During his single, four-year term, Carter created 39 different National Park Service units, ranging from the Chattahoochee River National Recreation Area and the Martin Luther King Jr. National Historic Site in Atlanta, to the Women’s Rights and the War in the Pacific National Historic Parks in Seneca, New York, and Guam, respectively.

In 1978, Carter used the Antiquities Act to designate some 56 million acres in Alaska as National Monuments. The decision initially was extraordinarily controversial both in Congress and in that vast, fiercely independent state.

“President Carter showed enormous courage in using the Antiquities Act to do that,” Jarvis contended in an interview last week. “In many ways, he exemplifies for us the kind of conservation and preservation leadership that is found within the National Park Service.”

Carter put it more succinctly during Sunday’s ceremony:

“Every time I went to Alaska,” he recalled with a rueful grin, “The Secret Service would double my protection.”
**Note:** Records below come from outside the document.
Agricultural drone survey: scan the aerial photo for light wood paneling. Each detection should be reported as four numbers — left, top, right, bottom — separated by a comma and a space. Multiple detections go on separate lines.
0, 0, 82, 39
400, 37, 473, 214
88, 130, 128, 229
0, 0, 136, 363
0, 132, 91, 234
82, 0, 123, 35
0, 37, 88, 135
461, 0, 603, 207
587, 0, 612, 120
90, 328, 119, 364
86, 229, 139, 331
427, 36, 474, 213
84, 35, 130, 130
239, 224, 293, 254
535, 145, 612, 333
Yet by the time Carter went back 25 years later, Jarvis said, he was “celebrated as a hero” for helping to preserve and protect an iconic landscape of glaciers, rivers, soaring mountains like Denali (formerly Mount McKinley) and important native traditions.

In Plains, Carter and his wife, Rosalynn, have a much more up-close-and-personal relationship with the NPS. Both are active board members of the Friends of the Jimmy Carter National Historic Site and the modest ranch house they've lived in since 1961 will eventually become part of the site. They wanted Sunday's ceremony to have that same intimate feel, and the audience of about 100 people was mostly made up of family members, fellows residents of Plains, park service employees — and a few clearly enchanted visitors who'd come to tour the museum and wound up watching the former president be made an honorary ranger.

And what about that title? Does it come with any special rights or responsibilities?

“He gets the hat,” Jarvis chuckled. “And he’s allowed to wear it anywhere he wants!”